Engineering Contradictions & Design Principles
Engineering Contradiction Analysis
1Adaptability or versatility
If generative language models are integrated into cloud-based infrastructure, then functionality and efficiency are enhanced, but system complexity increases
Solution Approach 1:
The patent introduces an intermediary layer between the generative language models and cloud computing environment that manages interactions, coordinates tasks, and handles integration complexities.
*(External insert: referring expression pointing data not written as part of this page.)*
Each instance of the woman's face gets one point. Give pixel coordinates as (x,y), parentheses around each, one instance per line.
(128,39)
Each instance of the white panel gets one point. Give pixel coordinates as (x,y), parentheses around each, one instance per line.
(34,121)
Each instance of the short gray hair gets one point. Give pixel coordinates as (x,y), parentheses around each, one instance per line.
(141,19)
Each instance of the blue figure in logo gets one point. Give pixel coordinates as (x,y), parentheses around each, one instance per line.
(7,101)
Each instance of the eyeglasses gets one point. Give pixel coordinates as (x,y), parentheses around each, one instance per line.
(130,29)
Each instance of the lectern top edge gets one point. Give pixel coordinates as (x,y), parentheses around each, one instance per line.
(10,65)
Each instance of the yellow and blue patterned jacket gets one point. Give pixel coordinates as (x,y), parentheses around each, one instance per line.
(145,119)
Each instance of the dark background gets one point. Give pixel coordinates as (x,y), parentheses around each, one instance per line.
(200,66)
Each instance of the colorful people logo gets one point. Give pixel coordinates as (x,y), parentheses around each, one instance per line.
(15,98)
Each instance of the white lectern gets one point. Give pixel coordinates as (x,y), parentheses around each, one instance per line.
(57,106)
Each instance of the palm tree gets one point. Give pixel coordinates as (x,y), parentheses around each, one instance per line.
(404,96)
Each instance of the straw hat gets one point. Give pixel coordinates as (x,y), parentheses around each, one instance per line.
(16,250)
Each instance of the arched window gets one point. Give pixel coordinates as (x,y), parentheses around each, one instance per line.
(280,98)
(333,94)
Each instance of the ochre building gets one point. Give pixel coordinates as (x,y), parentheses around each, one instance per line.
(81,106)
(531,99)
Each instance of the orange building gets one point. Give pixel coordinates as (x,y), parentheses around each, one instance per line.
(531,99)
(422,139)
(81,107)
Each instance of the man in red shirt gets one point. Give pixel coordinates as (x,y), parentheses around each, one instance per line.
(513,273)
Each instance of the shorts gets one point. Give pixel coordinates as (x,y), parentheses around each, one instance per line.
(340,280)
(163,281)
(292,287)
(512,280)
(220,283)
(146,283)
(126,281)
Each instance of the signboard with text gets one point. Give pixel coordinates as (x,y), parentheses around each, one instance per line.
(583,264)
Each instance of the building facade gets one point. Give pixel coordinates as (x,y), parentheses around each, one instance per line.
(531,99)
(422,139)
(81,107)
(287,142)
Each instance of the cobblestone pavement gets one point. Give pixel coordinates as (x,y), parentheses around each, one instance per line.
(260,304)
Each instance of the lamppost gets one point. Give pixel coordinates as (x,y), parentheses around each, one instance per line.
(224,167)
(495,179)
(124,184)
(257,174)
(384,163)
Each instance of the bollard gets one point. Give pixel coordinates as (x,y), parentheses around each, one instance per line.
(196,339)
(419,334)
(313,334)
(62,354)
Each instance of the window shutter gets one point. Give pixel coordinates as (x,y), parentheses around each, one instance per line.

This mediator component allows the system to benefit from enhanced functionality while isolating the complexity of model integration from the broader cloud infrastructure.
2Productivity
If autonomous agents are equipped with multiple planners and multi-agent frameworks, then task execution capability improves, but coordination complexity increases
Solution Approach 1:
The patent segments the autonomous agent architecture into distinct functional modules including multiple specialized planners (e.g., for different task types), coordination mechanisms, and execution components. This segmentation allows each planner to focus on specific task domains while the coordination layer manages overall task execution, improving productivity without overwhelming complexity.
Solution Approach 2:
The system dynamically selects and activates specific planners based on task requirements, rather than maintaining all planners in constant operation. This dynamic approach allows the multi-planner architecture to adapt to different task scenarios, improving execution capability while managing coordination complexity through selective activation.
Data Source
AI summary
A computing services environment may include application servers providing computing services including access to a database system, a unified metadata framework including autonomous agent definitions referencing action definitions defining a plurality of actions capable of being performed within the computing services environment, an agent service configured to instantiate an autonomous agent instance based on an autonomous agent definition, and an orchestration layer configured to determine an orchestration plan based on novel planning text generated by a generative language model. The orchestration plan may include a subset of the plurality of actions identified in the novel planning text. The computing services environment may execute the subset of the plurality of actions within the computing services environment.